The law makers had realized that it was their mistake banning alcohol in the country. What had had remained a food commodity for centuries, they had made a drug out of it and created mafias and criminal gangs in the country. In the year 1933, the US had had enough of the prohibition, the law makers brought in the 18th constitutional amendment which ended the ban on alcohol. The prices of liquor fell overnight. All the liquor-related smuggling issues vanished, giving rise to another interesting phenomenon.
When the former bootleggers and criminals had no way to make money, they turned to bank robberies and kidnappings. America witnessed a surge in these crimes.
Recently, many countries in the world are removing marijuana from the list of banned intoxicants. The results have been encouraging. Their trade is regularized, which gives the government a fair idea of number of drug users and the amount consumed by them. Statistics have been analyzing the data to formulate future government policies to reduce its consumption.
The London police aka the Scotland Yard came into being 186 years ago. It started its work under The London Metropolitan Police Act, 1829. There were no computers, forensics, modern equipment and criminologist at that time, but London police remained committed to effective policing from its inception.
The Metropolitan Police headquarters is located in a compound which once housed Scottish royalty. Hence, the name Scotland Yard.
The British wanted the London police to be the best. Before raising the force, they listed principles which would govern the police.

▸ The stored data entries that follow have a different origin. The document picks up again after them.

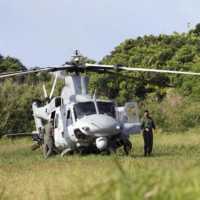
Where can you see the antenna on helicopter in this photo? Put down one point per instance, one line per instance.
(54, 84)
(52, 90)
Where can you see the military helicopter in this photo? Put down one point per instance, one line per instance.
(83, 123)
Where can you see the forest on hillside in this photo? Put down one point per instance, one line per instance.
(173, 109)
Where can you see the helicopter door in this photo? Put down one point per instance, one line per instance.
(130, 119)
(69, 118)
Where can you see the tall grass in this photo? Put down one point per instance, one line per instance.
(172, 173)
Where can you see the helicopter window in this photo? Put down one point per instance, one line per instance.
(107, 108)
(56, 120)
(83, 109)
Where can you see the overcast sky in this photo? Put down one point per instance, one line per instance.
(44, 32)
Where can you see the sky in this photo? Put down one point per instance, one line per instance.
(46, 32)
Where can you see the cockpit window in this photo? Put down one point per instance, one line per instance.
(83, 109)
(107, 108)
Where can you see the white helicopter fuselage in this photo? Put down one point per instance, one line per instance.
(83, 122)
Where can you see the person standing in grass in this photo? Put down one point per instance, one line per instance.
(147, 124)
(48, 138)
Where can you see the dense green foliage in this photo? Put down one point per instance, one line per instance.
(173, 109)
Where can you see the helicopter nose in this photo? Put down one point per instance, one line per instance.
(99, 125)
(101, 143)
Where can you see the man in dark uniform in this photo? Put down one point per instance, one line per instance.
(48, 131)
(147, 124)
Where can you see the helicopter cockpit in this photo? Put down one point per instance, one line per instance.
(82, 109)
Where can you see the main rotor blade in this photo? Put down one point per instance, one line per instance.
(136, 69)
(50, 69)
(20, 134)
(131, 77)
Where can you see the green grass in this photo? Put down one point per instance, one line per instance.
(172, 173)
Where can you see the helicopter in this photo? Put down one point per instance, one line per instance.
(82, 122)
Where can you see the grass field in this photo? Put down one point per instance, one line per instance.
(172, 173)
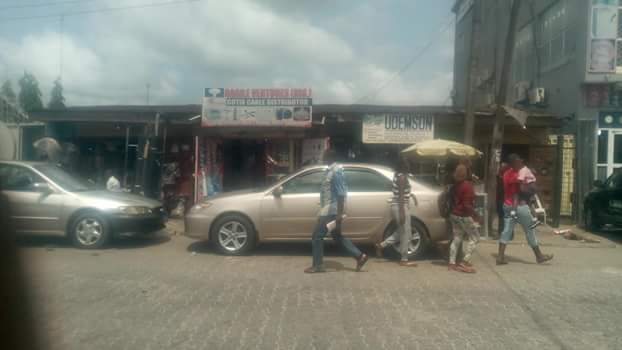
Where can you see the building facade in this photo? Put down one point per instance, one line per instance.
(567, 62)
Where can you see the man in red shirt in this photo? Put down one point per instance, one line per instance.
(516, 211)
(464, 221)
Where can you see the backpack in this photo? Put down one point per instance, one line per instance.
(445, 201)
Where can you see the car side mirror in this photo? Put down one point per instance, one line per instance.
(42, 187)
(278, 192)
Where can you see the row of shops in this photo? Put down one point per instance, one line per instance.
(169, 151)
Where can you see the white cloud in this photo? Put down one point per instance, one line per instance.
(179, 50)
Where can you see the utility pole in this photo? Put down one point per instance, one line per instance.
(469, 117)
(499, 126)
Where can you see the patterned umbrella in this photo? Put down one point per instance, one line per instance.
(441, 148)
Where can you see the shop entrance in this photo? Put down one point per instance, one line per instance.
(244, 164)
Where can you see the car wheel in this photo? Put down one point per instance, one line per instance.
(234, 235)
(90, 231)
(591, 220)
(418, 244)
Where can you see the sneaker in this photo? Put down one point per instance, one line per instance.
(379, 250)
(314, 270)
(361, 261)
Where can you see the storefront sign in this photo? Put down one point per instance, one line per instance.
(603, 35)
(603, 56)
(610, 120)
(313, 150)
(463, 9)
(398, 128)
(257, 107)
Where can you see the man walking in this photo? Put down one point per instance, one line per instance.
(401, 215)
(332, 201)
(517, 210)
(463, 220)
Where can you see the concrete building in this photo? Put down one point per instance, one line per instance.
(567, 62)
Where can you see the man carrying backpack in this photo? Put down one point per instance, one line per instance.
(464, 221)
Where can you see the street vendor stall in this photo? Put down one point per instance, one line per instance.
(446, 155)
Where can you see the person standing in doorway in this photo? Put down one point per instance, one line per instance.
(333, 195)
(112, 182)
(517, 210)
(464, 221)
(504, 167)
(400, 211)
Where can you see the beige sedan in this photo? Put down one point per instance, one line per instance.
(287, 211)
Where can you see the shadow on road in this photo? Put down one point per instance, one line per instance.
(299, 249)
(131, 242)
(512, 259)
(612, 234)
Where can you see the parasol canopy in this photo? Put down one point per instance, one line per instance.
(441, 148)
(48, 148)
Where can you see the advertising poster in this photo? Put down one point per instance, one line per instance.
(289, 107)
(313, 150)
(603, 55)
(398, 128)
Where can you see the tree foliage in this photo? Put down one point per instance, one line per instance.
(29, 93)
(57, 100)
(7, 91)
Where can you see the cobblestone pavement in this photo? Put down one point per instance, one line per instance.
(173, 293)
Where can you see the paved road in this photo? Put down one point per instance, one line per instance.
(158, 294)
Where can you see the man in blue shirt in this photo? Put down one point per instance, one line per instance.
(333, 194)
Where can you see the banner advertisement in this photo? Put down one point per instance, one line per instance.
(313, 150)
(398, 128)
(289, 107)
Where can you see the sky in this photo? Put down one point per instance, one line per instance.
(347, 51)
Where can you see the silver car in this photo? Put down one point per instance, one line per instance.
(45, 199)
(287, 211)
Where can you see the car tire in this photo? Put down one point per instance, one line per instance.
(419, 244)
(90, 230)
(591, 220)
(233, 235)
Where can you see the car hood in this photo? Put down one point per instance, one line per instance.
(225, 195)
(108, 199)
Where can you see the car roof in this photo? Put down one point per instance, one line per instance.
(21, 162)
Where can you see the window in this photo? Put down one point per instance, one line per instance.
(617, 148)
(366, 181)
(553, 44)
(18, 178)
(305, 183)
(523, 69)
(603, 145)
(615, 181)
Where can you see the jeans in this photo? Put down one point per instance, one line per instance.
(403, 233)
(501, 216)
(463, 228)
(524, 219)
(317, 241)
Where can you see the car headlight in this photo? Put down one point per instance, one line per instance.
(203, 205)
(133, 211)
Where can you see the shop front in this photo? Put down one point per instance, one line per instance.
(250, 138)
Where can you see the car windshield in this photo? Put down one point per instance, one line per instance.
(63, 179)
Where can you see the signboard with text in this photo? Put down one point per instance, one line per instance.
(256, 107)
(398, 128)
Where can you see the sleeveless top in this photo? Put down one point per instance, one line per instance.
(405, 190)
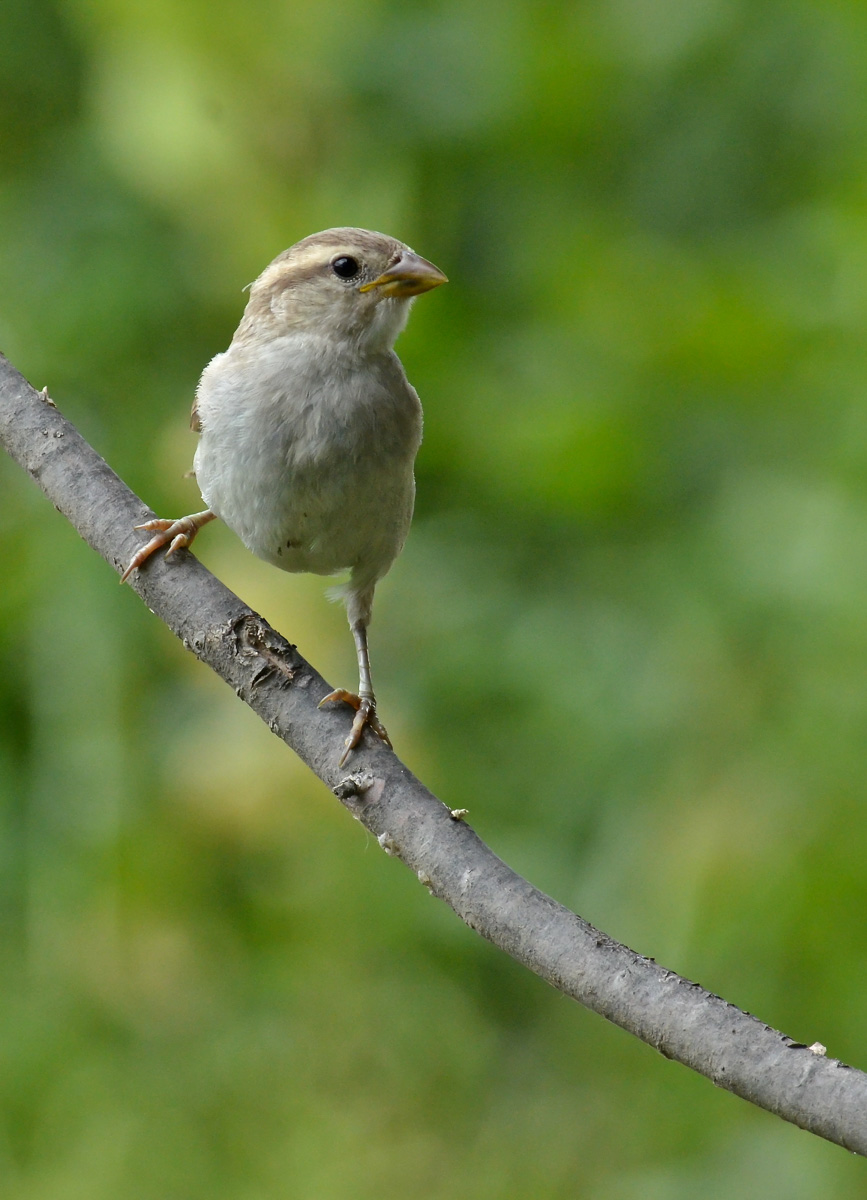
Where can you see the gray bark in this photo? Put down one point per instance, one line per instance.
(676, 1017)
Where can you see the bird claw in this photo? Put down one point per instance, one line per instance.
(365, 715)
(178, 533)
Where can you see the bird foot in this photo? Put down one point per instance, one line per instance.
(178, 533)
(365, 714)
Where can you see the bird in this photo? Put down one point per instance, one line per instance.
(309, 427)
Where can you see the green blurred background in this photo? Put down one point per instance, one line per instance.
(628, 631)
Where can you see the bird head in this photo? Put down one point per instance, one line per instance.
(351, 286)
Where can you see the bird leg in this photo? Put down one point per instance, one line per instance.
(364, 702)
(178, 533)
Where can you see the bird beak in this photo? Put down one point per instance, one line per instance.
(410, 276)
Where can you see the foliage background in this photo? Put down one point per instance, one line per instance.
(628, 633)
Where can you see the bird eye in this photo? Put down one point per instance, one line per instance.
(345, 267)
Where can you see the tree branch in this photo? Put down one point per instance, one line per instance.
(676, 1017)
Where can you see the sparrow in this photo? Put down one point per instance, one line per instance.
(309, 427)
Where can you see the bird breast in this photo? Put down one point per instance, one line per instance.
(308, 454)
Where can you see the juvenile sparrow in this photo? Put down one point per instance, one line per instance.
(309, 426)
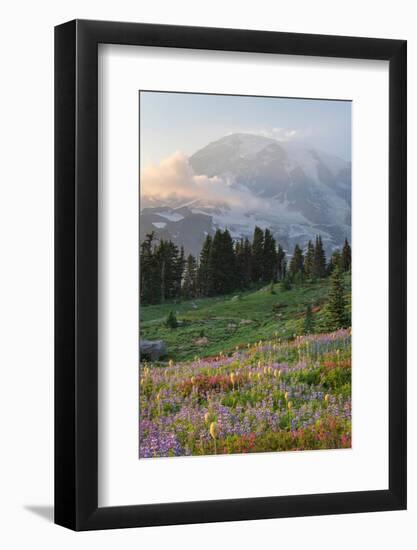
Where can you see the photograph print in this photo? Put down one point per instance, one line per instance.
(245, 274)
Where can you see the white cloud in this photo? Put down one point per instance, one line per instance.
(175, 179)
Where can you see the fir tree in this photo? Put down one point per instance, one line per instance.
(189, 285)
(204, 278)
(257, 255)
(269, 262)
(247, 263)
(346, 256)
(286, 283)
(309, 321)
(309, 261)
(297, 262)
(335, 259)
(281, 263)
(171, 320)
(319, 263)
(150, 287)
(170, 268)
(336, 304)
(222, 263)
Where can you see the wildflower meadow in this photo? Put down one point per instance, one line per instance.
(274, 395)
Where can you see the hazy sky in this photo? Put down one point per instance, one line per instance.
(173, 122)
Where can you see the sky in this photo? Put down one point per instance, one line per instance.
(179, 122)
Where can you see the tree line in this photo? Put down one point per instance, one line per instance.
(225, 265)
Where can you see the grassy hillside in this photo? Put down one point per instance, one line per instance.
(211, 325)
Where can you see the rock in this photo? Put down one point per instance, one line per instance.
(152, 350)
(201, 341)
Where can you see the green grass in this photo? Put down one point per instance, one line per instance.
(220, 319)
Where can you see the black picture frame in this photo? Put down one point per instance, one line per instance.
(76, 272)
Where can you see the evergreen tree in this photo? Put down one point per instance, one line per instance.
(319, 263)
(281, 263)
(346, 256)
(247, 263)
(179, 266)
(309, 261)
(309, 321)
(336, 304)
(204, 278)
(150, 287)
(269, 257)
(170, 267)
(243, 262)
(222, 263)
(335, 259)
(296, 267)
(257, 255)
(286, 283)
(189, 285)
(171, 320)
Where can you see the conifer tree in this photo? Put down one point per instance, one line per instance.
(247, 263)
(319, 263)
(346, 256)
(189, 285)
(204, 278)
(309, 261)
(337, 303)
(281, 263)
(335, 259)
(222, 263)
(269, 258)
(170, 268)
(257, 255)
(296, 266)
(309, 321)
(150, 287)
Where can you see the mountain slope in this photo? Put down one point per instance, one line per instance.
(294, 189)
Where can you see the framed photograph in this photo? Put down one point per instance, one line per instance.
(230, 244)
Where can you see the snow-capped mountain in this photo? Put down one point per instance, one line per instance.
(294, 189)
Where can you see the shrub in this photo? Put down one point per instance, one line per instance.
(171, 320)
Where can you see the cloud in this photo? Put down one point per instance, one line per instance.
(174, 179)
(280, 134)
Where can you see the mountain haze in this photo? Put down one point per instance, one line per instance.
(292, 188)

They envisioned that the police must be stable, efficient and organized along military lines. It must be under the government control. No indicator can determine the efficiency of police except the absence of crime. Distribution of crime news among police force was made essential.
Control on one’s temper was declared to be an indispensible quality for the police officers. The lawmakers believed that a quiet determined manner had more effect than a violent action.
The uniform was designed keeping in mind that good appearance commands respect. For the safety and security of the public, every police officer must be given a number prominently displayed on his uniform. The police headquarters must be easily accessible to the people.
To ensure quality policing, it was decided to hire the staff on probation.
Checks on the police were so strict that there were 5,000 dismissals and 6,000 forced resignations from the force during the first three years of its operation.
The Punjab Police Rules 1934, govern the police in Punjab. These rules lack everything what the Metropolitan Police possesses. Since 1934, there were a handful of dismissals and a few forced resignation. The police is still used as a personal force. Hundreds of its staff still guard the houses of wives of Chief Minister Shahbaz Sharif. Half of the force is on VIP duty at any time.
The policing services are available for anyone with the money. You want the police to patrol your area, you have to pay them. You want the police not to patrol your area, you have to pay them.
There is no discipline in the force. Members are often found harbouring criminals and facilitating mafias. The investigation is corrupt to its core. Investigator demands bribe from the complainant of the case to strengthen his case; and obtains favours from the accused to leave loop holes in the case for him. Things are so organized that bribe is divided among various ranks with professional zeal. Police officers are posted to various police stations with an undertaking that they would provide a specific sum of money every month to higher authority.
KPK police is undergoing a change. Ever since the PTI came into being, there has been 5,000 dismissals from the police force. Nothing disciplines a force better than dismissals.